As Montgomery County approaches the trigger to terminate its indoor mask mandate, officials expect to recommend extending the requirement due to worsening COVID-19 metrics, they said during a virtual media briefing Wednesday. 

The county’s current indoor mask regulation will terminate when 85% or more of the population is fully vaccinated per CDC data. Currently, that number is at 82.9%, but officials believe circumstances have shifted.  

“Removing face coverings or masks in the middle of a rapidly escalating number of cases and hospitalizations just doesn’t make a whole lot of sense,” Assistant Chief Administrative Officer Dr. Earl Stoddard said. He said the Omicron variant was not a consideration when the council approved the regulation around the 85% vaccination rate, and the number may no longer be relevant.

Stoddard said officials will brief the county council, which sits as the Board of Health, in early January before the jurisdiction reaches the 85% mark. Councilmembers will be provided updates about current COVID-19 metrics like case rate and hospitalizations, at the request of Acting Health Officer Dr. James Bridgers. 

“At that point, I would expect that our recommendation would largely be that they should not be removing a mask mandate in the middle of a case rate in the thousands and a rapidly escalating number of hospitalizations,” Stoddard said. Officials will likely recommend re-evaluating the mandate along a similar timeline as Washington, D.C., which has an indoor mask requirement in place until Jan. 31, 2022.

County Executive Marc Elrich responded to potential criticism about moving goalposts. 

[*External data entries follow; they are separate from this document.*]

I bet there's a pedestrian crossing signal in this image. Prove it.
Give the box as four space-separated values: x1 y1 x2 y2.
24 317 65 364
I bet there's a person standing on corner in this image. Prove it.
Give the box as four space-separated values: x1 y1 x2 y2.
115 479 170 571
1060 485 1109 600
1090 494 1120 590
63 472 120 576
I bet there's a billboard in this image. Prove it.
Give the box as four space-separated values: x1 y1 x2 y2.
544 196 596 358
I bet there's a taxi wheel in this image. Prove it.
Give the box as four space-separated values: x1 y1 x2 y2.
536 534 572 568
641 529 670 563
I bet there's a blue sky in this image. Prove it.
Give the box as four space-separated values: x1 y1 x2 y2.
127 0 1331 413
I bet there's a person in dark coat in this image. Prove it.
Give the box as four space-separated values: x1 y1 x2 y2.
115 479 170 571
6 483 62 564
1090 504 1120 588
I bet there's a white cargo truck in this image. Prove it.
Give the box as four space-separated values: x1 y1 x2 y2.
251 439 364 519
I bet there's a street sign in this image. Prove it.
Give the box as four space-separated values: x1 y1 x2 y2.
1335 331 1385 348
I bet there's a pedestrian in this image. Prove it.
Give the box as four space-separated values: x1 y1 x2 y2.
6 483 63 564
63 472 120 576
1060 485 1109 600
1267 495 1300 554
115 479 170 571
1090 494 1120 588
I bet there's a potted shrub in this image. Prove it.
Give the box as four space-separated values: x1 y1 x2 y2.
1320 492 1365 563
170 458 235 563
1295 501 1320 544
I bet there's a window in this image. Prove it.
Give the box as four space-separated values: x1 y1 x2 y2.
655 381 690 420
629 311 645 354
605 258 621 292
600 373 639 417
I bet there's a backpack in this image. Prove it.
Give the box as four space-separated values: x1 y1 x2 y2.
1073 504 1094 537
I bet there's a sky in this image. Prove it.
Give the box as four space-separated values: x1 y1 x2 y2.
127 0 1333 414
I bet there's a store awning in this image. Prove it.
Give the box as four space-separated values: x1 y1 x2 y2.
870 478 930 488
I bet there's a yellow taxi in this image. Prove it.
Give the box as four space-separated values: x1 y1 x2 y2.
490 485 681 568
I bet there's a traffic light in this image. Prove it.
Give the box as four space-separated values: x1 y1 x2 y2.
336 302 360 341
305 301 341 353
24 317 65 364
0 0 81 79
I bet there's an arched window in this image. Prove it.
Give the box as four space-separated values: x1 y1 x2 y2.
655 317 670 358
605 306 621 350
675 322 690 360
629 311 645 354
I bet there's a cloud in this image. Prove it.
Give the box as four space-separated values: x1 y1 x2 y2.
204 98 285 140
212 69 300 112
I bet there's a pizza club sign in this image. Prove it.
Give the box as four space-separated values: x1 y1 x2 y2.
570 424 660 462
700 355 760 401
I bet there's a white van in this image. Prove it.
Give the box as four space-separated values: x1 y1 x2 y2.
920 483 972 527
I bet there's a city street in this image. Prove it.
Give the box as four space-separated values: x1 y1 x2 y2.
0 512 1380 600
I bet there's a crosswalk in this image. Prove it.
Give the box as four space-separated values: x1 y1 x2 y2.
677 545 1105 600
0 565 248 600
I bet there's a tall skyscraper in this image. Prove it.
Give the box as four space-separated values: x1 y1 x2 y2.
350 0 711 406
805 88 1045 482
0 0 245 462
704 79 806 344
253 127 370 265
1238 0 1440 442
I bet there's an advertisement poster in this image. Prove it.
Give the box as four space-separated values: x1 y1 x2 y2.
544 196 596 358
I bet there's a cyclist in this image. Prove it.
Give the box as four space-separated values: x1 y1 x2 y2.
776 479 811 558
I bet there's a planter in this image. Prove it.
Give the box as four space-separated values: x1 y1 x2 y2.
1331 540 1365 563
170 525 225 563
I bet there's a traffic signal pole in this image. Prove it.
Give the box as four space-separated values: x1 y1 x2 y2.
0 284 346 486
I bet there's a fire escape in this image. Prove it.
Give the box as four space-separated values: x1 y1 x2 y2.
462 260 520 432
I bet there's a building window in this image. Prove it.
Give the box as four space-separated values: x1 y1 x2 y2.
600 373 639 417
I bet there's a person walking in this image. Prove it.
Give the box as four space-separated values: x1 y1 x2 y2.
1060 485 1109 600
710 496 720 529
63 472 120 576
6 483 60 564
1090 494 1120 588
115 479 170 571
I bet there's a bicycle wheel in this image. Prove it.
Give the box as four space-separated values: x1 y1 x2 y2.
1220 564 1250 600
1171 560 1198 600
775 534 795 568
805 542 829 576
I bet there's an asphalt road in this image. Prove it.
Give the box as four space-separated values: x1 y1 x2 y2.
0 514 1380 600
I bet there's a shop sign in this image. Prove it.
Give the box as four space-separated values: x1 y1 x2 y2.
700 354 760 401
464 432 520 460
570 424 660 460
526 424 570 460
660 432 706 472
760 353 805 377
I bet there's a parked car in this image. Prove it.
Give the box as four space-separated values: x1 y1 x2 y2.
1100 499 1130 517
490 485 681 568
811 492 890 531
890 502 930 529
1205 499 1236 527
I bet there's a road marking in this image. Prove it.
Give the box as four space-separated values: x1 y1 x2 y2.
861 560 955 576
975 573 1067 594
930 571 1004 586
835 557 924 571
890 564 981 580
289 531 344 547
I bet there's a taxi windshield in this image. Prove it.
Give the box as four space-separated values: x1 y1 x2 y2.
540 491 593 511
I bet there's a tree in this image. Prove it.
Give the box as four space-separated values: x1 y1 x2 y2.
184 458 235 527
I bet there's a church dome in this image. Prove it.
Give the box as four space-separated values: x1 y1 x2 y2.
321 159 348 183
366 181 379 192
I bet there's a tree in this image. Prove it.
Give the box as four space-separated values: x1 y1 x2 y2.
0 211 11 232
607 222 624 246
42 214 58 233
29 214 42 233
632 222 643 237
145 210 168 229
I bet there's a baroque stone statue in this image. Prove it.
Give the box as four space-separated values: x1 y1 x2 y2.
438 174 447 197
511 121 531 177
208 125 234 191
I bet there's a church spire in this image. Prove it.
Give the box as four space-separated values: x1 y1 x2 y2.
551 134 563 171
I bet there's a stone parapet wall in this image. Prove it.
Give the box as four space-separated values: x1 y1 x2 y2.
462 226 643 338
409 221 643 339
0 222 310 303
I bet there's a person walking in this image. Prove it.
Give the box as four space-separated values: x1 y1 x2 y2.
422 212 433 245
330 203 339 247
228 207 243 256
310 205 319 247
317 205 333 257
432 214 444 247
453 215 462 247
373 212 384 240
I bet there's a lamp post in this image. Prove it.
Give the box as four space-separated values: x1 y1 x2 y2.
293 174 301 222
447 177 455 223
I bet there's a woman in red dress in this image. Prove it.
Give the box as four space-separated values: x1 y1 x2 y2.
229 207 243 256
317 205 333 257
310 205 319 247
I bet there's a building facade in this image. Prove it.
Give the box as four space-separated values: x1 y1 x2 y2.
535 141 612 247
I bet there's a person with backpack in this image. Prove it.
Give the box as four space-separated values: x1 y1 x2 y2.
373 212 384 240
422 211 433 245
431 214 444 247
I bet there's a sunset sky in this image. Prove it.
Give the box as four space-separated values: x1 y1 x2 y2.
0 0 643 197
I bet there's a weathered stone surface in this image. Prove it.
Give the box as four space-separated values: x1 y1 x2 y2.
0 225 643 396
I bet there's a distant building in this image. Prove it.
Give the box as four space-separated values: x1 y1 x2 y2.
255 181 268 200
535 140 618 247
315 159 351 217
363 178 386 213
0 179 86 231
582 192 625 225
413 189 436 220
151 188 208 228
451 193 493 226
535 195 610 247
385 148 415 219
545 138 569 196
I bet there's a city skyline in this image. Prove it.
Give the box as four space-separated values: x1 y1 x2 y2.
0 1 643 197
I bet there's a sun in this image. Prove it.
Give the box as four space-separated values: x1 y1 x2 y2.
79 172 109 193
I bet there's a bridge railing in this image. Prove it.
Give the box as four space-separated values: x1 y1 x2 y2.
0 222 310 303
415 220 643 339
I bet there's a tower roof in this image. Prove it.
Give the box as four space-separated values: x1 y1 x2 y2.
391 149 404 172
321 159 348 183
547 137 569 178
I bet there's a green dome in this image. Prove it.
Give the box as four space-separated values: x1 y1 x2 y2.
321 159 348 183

“How many times has COVID changed? This is not a case of moving goalposts, this is as if COVID just puts a new team on the field and says we’re playing a different game now,” Elrich said. “So, the first virus was not Delta. And Delta is not Omicron.”

Last week, officials shared that active COVID-19 outbreaks in Maryland jumped 29%. As of Tuesday, 205 people in the county were hospitalized due to coronavirus, according to county Health and Human Services Public Health Emergency Preparedness Manager Sean O’Donnell. About two weeks ago on Dec. 7, 130 patients were hospitalized.

On Wednesday, three hospitals in the county were on red alert, meaning they had no electrocardiogram monitored beds available, which includes all inpatient critical areas and telemetry beds, according to CHATS, a county and hospital alert tracking system. 

Also during Wednesday’s briefing, Stoddard said officials will propose a COVID-19 vaccine passport to the council for consideration.